June 21, 2008

Rare Cancer May Be Back in Young Richland Boy

By Laura Kate Zaichkin, Tri-City Herald, Kennewick, Wash.

Jun. 21--For Richland's Zaugg family, the unthinkable has happened: 6-year-old Aidan Zaugg's cancer might be back.

Recent MRI results have doctors believing Aidan's rare form of brainstem cancer has returned.

Aidan was diagnosed more than two years ago with diffuse intrinsic pontine glioma, a disease that affects about 200 U.S. children annually. Fewer than 8 percent of those diagnosed live more than a year.

But Tanya and Mike Zaugg's child is not just another statistic, they say. From the beginning there were no ifs -- Aidan would survive. He has lived and remained symptom free.

Until a few weeks ago.

Near the end of May, Aidan began showing symptoms of tumor progression, such as seeing double, slurring, and having trouble swallowing and with his balance.

Worried, his family scheduled an MRI at Seattle's Children's Hospital and Regional Medical Center.

"We were all just really devastated," said Chet Hammack, Aidan's grandfather. "(Children's Hospital doctors) are confident that it's progression."

Seeking second, third and fourth opinions, the family sent the MRI to hospitals around the country. All but two doctors at a hospital the Zauggs will not name believe the cancer that has been dormant is back. Those who think the cancer is progressing have given him between weeks and a year to live.

But the two doctors with a differing opinion think the change is because the tumor is dying, which also would cause symptoms, Hammack said.

"There is a sliver of hope now for us," he said.

The doctors want PET scan results to further investigate. The Zauggs were hoping to have one performed Friday in Seattle, Hammack said.

If it reveals the cancer is progressing, Aidan will begin a trial medication at Envita Clinic in Scottsdale, Ariz., which might cost up to $75,000 and will not be covered by insurance, Hammack said.

"We don't know (if) we're going to have to head down that path," he said. "Actively doing nothing, that's the most difficult thing for us."

The Tri-City community, which jumped to the Zauggs' aid two years ago, isn't standing by. A fundraiser car wash and silent auction for Aidan is from 1 to 5 p.m. Sunday at The Pub in Kennewick.
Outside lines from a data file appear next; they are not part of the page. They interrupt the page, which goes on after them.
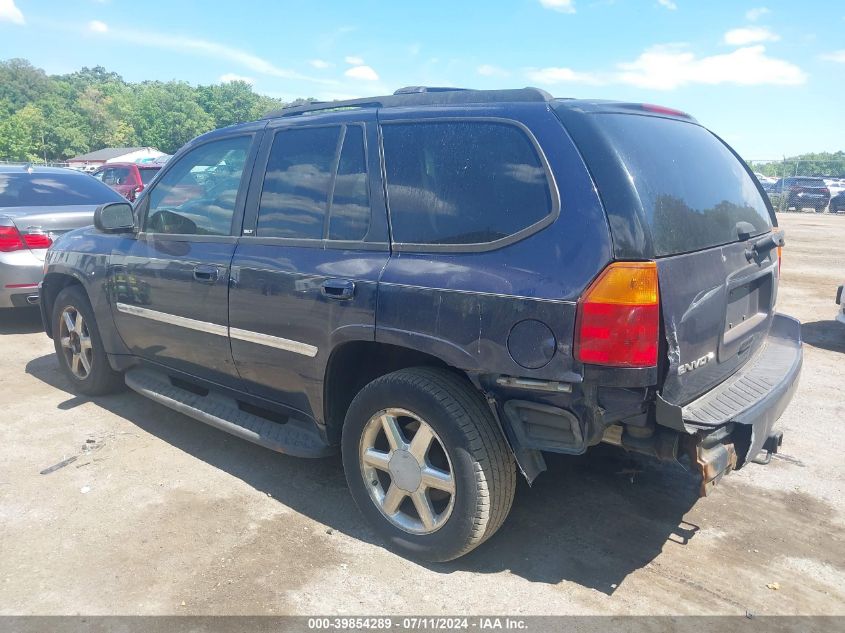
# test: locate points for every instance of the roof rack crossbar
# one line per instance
(420, 96)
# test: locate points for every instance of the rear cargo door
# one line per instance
(704, 213)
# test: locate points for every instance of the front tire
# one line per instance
(427, 463)
(79, 346)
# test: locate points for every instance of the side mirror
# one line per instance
(115, 217)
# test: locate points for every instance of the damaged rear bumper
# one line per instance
(730, 425)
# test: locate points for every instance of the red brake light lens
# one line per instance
(618, 322)
(37, 240)
(10, 239)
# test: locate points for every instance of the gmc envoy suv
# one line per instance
(444, 285)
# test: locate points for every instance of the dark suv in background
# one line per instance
(800, 193)
(445, 284)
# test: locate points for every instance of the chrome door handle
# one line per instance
(341, 289)
(206, 273)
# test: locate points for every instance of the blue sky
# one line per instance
(766, 75)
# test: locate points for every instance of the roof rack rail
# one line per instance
(417, 96)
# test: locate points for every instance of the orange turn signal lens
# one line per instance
(626, 283)
(618, 320)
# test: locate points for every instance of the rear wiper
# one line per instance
(765, 244)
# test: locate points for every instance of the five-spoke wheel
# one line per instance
(79, 346)
(76, 342)
(427, 463)
(410, 479)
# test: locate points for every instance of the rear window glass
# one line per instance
(147, 175)
(53, 189)
(462, 182)
(806, 182)
(693, 189)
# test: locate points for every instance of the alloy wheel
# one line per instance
(407, 471)
(76, 342)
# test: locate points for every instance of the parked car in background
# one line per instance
(444, 285)
(800, 193)
(837, 203)
(37, 204)
(128, 179)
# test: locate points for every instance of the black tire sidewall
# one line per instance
(101, 378)
(450, 540)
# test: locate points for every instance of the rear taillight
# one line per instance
(618, 322)
(10, 239)
(37, 240)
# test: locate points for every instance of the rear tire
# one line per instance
(464, 482)
(79, 346)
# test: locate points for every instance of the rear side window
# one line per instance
(462, 182)
(349, 217)
(147, 175)
(693, 190)
(53, 189)
(295, 194)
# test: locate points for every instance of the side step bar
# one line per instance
(295, 437)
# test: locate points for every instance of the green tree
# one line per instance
(168, 115)
(21, 134)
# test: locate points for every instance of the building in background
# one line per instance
(92, 160)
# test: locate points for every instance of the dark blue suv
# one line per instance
(445, 284)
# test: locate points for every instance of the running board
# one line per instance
(295, 437)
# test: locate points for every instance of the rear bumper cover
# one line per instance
(754, 397)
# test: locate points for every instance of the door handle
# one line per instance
(338, 289)
(206, 273)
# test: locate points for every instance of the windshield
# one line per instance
(692, 188)
(53, 189)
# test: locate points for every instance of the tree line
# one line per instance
(55, 117)
(812, 164)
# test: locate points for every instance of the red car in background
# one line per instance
(128, 179)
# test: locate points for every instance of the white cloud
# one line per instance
(9, 12)
(224, 79)
(362, 72)
(749, 35)
(206, 48)
(488, 70)
(670, 67)
(752, 15)
(835, 56)
(561, 6)
(559, 75)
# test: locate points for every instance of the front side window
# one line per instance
(197, 195)
(462, 182)
(295, 194)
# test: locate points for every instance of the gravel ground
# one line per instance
(159, 514)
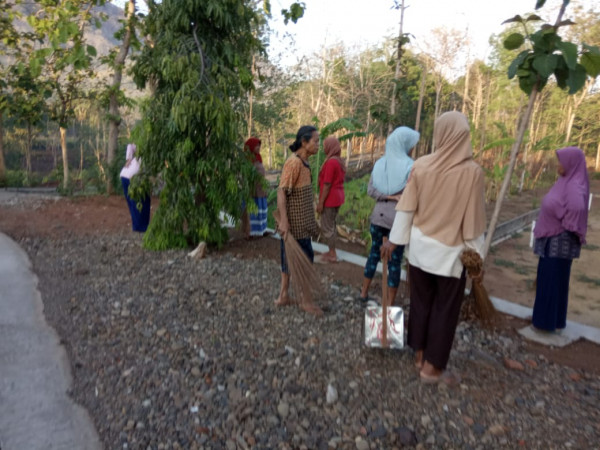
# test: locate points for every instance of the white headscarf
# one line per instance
(390, 172)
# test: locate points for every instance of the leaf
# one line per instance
(591, 62)
(565, 23)
(526, 83)
(533, 17)
(514, 65)
(514, 19)
(577, 79)
(545, 64)
(569, 51)
(592, 49)
(514, 41)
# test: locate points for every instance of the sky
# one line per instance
(361, 22)
(358, 23)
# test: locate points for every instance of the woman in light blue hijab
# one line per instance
(388, 179)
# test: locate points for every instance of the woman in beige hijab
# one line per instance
(441, 212)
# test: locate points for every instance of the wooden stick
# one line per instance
(384, 303)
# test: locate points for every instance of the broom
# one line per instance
(304, 280)
(484, 308)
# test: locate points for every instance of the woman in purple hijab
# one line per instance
(559, 234)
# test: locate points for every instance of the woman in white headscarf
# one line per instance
(139, 218)
(386, 184)
(441, 213)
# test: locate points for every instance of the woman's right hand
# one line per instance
(283, 227)
(387, 248)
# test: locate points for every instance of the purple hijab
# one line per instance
(565, 206)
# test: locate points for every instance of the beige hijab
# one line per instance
(446, 189)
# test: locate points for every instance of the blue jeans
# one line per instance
(377, 235)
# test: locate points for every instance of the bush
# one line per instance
(15, 178)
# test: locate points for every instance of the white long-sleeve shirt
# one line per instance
(429, 254)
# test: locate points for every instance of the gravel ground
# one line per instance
(173, 353)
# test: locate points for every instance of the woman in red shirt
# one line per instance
(331, 194)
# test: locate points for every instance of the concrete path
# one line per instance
(573, 332)
(35, 411)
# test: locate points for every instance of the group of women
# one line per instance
(436, 206)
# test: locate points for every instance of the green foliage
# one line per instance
(550, 55)
(586, 279)
(295, 12)
(191, 133)
(358, 206)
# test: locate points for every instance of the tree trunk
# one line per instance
(251, 100)
(113, 108)
(482, 137)
(63, 146)
(573, 112)
(397, 73)
(2, 164)
(421, 96)
(270, 144)
(507, 177)
(348, 152)
(28, 149)
(466, 92)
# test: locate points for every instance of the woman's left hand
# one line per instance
(387, 248)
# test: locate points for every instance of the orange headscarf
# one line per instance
(333, 150)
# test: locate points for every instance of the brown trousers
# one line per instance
(434, 309)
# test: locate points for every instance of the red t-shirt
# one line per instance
(332, 173)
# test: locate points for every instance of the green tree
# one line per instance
(548, 54)
(64, 63)
(9, 40)
(114, 95)
(198, 60)
(27, 105)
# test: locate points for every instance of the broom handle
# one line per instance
(384, 303)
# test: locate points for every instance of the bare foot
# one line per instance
(283, 301)
(311, 308)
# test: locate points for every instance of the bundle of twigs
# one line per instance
(305, 282)
(484, 308)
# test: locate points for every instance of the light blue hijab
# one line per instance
(390, 172)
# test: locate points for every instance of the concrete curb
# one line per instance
(36, 412)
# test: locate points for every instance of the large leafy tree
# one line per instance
(113, 94)
(546, 55)
(197, 61)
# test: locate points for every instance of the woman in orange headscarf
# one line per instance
(440, 213)
(331, 194)
(258, 221)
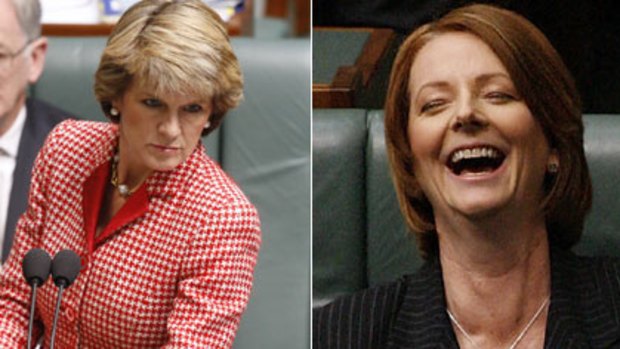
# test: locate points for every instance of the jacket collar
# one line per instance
(580, 306)
(422, 321)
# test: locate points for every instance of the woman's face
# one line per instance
(157, 133)
(477, 148)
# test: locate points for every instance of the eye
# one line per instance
(433, 105)
(499, 97)
(193, 108)
(152, 102)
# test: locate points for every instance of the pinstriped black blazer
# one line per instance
(410, 313)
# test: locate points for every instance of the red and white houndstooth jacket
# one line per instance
(174, 271)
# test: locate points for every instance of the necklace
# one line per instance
(123, 189)
(514, 342)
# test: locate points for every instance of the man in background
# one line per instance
(24, 122)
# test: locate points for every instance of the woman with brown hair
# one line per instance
(485, 139)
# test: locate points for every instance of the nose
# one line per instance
(170, 126)
(467, 118)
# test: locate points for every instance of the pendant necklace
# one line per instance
(516, 341)
(122, 188)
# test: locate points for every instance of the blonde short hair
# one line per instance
(173, 47)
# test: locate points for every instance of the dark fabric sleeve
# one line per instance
(361, 320)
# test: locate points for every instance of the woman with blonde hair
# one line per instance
(167, 240)
(485, 139)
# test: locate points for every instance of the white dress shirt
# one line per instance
(9, 142)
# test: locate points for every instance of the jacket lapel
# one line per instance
(422, 321)
(584, 310)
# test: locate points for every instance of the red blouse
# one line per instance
(173, 268)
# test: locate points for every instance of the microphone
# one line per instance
(65, 268)
(36, 269)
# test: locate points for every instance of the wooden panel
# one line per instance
(350, 80)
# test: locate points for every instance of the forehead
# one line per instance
(451, 56)
(143, 89)
(10, 31)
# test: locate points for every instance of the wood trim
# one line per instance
(348, 80)
(77, 29)
(235, 28)
(374, 50)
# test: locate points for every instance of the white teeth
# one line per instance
(485, 152)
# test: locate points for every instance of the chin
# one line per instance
(479, 205)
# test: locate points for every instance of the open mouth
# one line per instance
(475, 160)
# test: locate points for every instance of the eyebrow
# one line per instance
(481, 79)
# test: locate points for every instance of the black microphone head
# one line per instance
(36, 266)
(65, 267)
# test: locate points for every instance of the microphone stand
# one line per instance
(61, 287)
(33, 300)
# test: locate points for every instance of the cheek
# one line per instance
(425, 140)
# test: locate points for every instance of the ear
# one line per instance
(38, 49)
(554, 158)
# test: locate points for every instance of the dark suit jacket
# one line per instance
(411, 312)
(40, 119)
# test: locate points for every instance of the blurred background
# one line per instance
(264, 144)
(257, 18)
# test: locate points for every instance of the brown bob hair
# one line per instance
(172, 46)
(547, 88)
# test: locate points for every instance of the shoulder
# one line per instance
(81, 133)
(77, 146)
(588, 288)
(359, 320)
(590, 273)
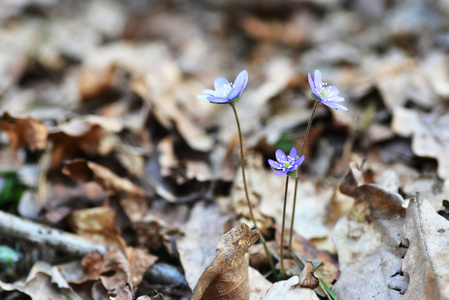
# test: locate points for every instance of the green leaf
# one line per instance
(328, 289)
(9, 256)
(11, 187)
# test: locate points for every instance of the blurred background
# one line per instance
(114, 83)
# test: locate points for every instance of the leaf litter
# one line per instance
(107, 146)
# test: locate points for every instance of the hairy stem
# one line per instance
(270, 260)
(297, 178)
(283, 228)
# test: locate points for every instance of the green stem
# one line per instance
(283, 228)
(270, 260)
(297, 178)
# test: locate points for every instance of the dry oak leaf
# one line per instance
(42, 283)
(307, 278)
(97, 224)
(24, 132)
(429, 135)
(227, 275)
(427, 259)
(119, 272)
(82, 170)
(369, 242)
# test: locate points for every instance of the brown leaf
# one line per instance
(40, 284)
(97, 224)
(227, 275)
(85, 171)
(24, 132)
(428, 138)
(83, 135)
(328, 270)
(119, 273)
(196, 247)
(93, 82)
(368, 242)
(307, 279)
(427, 259)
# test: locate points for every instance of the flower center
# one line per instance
(224, 91)
(323, 94)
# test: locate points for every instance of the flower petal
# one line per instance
(217, 99)
(219, 82)
(318, 80)
(203, 97)
(299, 161)
(239, 85)
(281, 172)
(331, 90)
(311, 83)
(210, 92)
(335, 105)
(280, 156)
(335, 99)
(293, 153)
(274, 164)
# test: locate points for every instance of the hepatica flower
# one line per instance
(327, 94)
(286, 163)
(226, 92)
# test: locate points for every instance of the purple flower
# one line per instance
(225, 91)
(328, 95)
(286, 163)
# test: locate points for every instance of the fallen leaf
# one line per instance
(97, 224)
(43, 282)
(258, 284)
(227, 275)
(307, 278)
(369, 241)
(328, 267)
(84, 171)
(119, 272)
(24, 132)
(427, 259)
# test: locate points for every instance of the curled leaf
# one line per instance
(227, 275)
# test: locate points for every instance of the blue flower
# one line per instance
(286, 163)
(328, 95)
(225, 91)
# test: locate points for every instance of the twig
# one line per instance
(17, 227)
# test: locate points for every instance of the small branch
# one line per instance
(17, 227)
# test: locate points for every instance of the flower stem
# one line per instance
(270, 260)
(283, 228)
(297, 178)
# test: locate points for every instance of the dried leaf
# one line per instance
(196, 247)
(227, 275)
(119, 273)
(368, 242)
(428, 138)
(307, 278)
(97, 224)
(24, 132)
(40, 284)
(85, 171)
(427, 259)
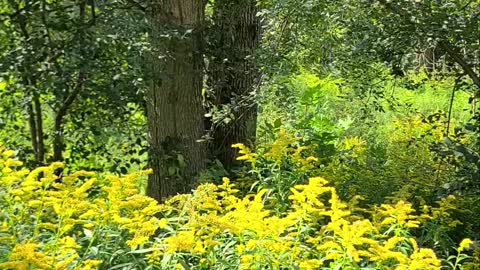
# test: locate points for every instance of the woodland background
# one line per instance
(377, 97)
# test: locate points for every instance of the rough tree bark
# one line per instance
(62, 112)
(174, 101)
(233, 75)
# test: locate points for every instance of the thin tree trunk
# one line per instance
(58, 129)
(174, 100)
(233, 75)
(33, 129)
(39, 129)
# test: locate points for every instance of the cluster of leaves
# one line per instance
(414, 143)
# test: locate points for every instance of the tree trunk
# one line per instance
(174, 101)
(233, 75)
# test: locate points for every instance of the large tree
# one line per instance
(233, 76)
(174, 101)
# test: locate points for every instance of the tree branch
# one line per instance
(463, 63)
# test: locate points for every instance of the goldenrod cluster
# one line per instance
(52, 223)
(69, 224)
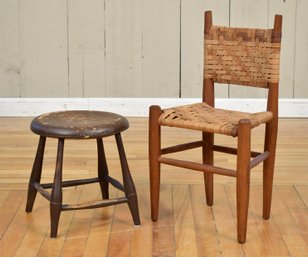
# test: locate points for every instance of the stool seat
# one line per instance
(79, 124)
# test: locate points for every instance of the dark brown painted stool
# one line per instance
(80, 125)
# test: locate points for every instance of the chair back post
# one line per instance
(208, 95)
(273, 93)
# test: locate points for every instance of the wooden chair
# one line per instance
(241, 56)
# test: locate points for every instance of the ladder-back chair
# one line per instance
(240, 56)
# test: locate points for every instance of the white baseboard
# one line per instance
(138, 107)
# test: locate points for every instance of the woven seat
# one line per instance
(203, 117)
(235, 56)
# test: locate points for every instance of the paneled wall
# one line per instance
(134, 48)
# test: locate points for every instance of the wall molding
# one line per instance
(138, 107)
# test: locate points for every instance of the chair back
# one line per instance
(242, 56)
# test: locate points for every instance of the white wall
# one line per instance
(133, 48)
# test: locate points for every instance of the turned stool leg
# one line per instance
(129, 186)
(56, 193)
(102, 169)
(35, 174)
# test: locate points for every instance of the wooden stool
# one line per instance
(80, 125)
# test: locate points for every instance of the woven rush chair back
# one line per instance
(241, 56)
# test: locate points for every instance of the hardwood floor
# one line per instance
(186, 226)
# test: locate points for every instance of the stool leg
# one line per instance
(102, 169)
(129, 187)
(35, 174)
(56, 193)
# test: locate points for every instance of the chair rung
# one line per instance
(231, 150)
(197, 166)
(182, 147)
(260, 158)
(93, 204)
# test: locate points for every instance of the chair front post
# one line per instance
(243, 178)
(154, 154)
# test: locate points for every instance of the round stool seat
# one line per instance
(79, 124)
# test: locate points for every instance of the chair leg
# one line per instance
(35, 174)
(129, 187)
(208, 158)
(102, 169)
(243, 179)
(268, 167)
(154, 154)
(56, 192)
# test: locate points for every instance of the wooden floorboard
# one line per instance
(186, 225)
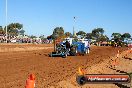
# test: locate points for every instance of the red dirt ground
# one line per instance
(17, 61)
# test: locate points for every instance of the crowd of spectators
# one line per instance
(16, 39)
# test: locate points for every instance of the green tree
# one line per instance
(103, 38)
(33, 36)
(81, 33)
(126, 35)
(14, 28)
(58, 32)
(89, 36)
(42, 37)
(116, 37)
(21, 32)
(1, 30)
(97, 32)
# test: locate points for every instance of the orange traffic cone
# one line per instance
(30, 82)
(81, 71)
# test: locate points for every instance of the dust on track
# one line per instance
(15, 66)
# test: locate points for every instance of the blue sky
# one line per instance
(40, 17)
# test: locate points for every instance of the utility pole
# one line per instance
(6, 21)
(74, 34)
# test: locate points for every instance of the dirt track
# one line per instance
(16, 65)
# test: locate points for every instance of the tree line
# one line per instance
(13, 29)
(96, 34)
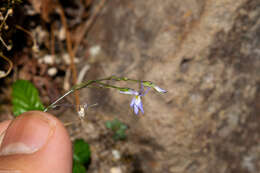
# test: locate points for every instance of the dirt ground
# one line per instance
(205, 53)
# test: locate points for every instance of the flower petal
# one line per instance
(136, 110)
(140, 106)
(132, 102)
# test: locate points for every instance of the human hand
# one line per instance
(34, 142)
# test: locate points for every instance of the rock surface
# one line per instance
(207, 55)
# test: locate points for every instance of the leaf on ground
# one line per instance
(81, 151)
(25, 97)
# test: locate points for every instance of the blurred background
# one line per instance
(205, 53)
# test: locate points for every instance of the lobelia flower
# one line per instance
(136, 102)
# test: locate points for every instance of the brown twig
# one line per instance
(87, 25)
(10, 65)
(71, 53)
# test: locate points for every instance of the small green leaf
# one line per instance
(78, 168)
(81, 152)
(25, 97)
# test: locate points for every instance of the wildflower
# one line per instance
(158, 89)
(136, 102)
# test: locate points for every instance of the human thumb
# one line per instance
(35, 142)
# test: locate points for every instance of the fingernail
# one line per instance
(27, 134)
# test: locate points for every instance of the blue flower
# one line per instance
(136, 102)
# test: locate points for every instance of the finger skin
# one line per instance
(54, 157)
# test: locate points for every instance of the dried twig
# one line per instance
(71, 53)
(4, 74)
(87, 25)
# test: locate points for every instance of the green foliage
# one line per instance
(118, 129)
(25, 97)
(81, 155)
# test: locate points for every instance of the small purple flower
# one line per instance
(136, 102)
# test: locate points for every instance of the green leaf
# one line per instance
(78, 168)
(25, 97)
(81, 152)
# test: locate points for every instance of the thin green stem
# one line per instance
(89, 84)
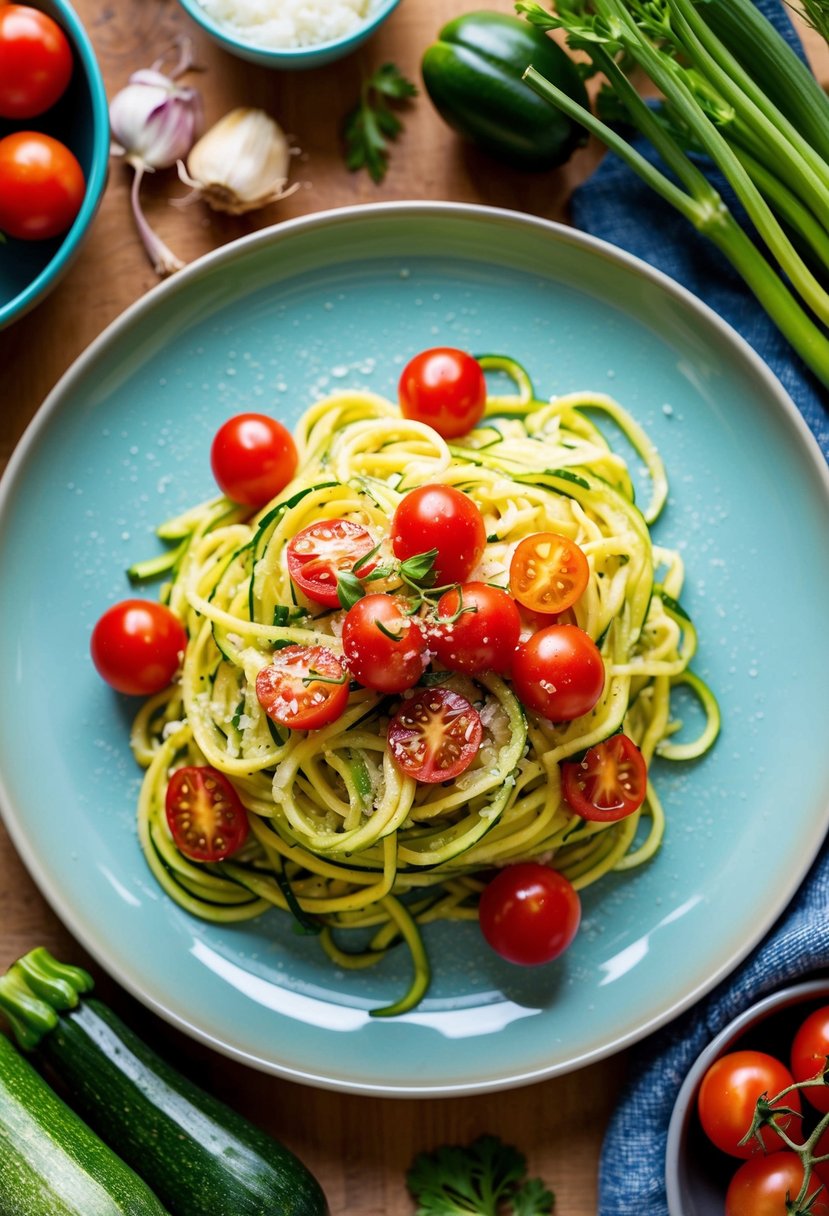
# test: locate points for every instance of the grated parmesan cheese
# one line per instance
(288, 23)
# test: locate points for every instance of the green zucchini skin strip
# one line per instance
(694, 748)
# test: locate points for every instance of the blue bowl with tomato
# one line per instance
(79, 120)
(780, 1037)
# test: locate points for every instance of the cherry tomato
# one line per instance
(444, 518)
(35, 61)
(435, 736)
(529, 913)
(728, 1095)
(445, 388)
(206, 814)
(253, 457)
(608, 783)
(558, 673)
(484, 632)
(304, 687)
(762, 1186)
(547, 572)
(136, 646)
(384, 648)
(531, 621)
(810, 1050)
(41, 186)
(320, 552)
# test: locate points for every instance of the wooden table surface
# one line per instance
(357, 1147)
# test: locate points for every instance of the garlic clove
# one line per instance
(241, 163)
(154, 119)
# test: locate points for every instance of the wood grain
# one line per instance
(359, 1147)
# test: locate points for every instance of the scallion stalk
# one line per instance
(714, 77)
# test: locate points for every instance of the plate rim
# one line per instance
(118, 967)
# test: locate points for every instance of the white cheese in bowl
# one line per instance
(287, 23)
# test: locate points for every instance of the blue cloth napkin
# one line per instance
(616, 206)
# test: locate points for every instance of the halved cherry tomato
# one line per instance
(444, 518)
(529, 913)
(547, 572)
(484, 632)
(206, 814)
(609, 783)
(303, 687)
(41, 186)
(253, 457)
(136, 646)
(728, 1096)
(35, 61)
(558, 673)
(435, 736)
(384, 647)
(445, 388)
(765, 1184)
(810, 1050)
(320, 552)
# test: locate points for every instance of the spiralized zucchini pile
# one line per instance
(342, 834)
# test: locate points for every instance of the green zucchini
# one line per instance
(51, 1164)
(196, 1153)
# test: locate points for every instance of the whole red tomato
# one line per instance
(136, 646)
(810, 1050)
(445, 519)
(762, 1186)
(35, 61)
(529, 913)
(728, 1096)
(41, 186)
(445, 388)
(558, 673)
(253, 457)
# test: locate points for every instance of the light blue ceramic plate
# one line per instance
(343, 299)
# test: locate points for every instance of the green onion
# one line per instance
(734, 90)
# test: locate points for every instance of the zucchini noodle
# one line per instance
(339, 837)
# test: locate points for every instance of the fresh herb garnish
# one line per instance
(372, 123)
(486, 1177)
(415, 572)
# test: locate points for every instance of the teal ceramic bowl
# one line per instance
(29, 269)
(291, 57)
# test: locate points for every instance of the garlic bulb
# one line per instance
(241, 163)
(154, 119)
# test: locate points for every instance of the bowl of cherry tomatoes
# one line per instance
(54, 147)
(729, 1157)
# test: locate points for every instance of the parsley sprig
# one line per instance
(372, 123)
(415, 573)
(484, 1178)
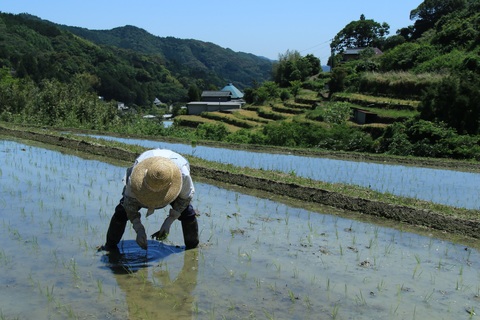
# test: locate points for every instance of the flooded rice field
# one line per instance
(448, 187)
(259, 258)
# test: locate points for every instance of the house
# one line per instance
(197, 107)
(363, 116)
(121, 106)
(236, 94)
(354, 53)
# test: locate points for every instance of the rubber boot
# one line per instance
(190, 233)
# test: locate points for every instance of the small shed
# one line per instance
(236, 94)
(354, 53)
(361, 116)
"There are some treatments out there that are really expensive and we wanted to give him a chance," said April Mowery, The Pub's manager and Aidan's second cousin. "Never give up hope because there's always miracles."

Aidan would not have made it this far without the help of the community, Hammack said. He said if further tests reveal cancer, the family will need as much support as possible.

But even if it is progression, there still is hope, Hammack said. Doctors predicted Aidan would die within a year when he was diagnosed in April 2006 and he's still living.

"There's no reason we can't repeat that," Hammack said. "We're keeping a positive outlook. That's just the nature of our family."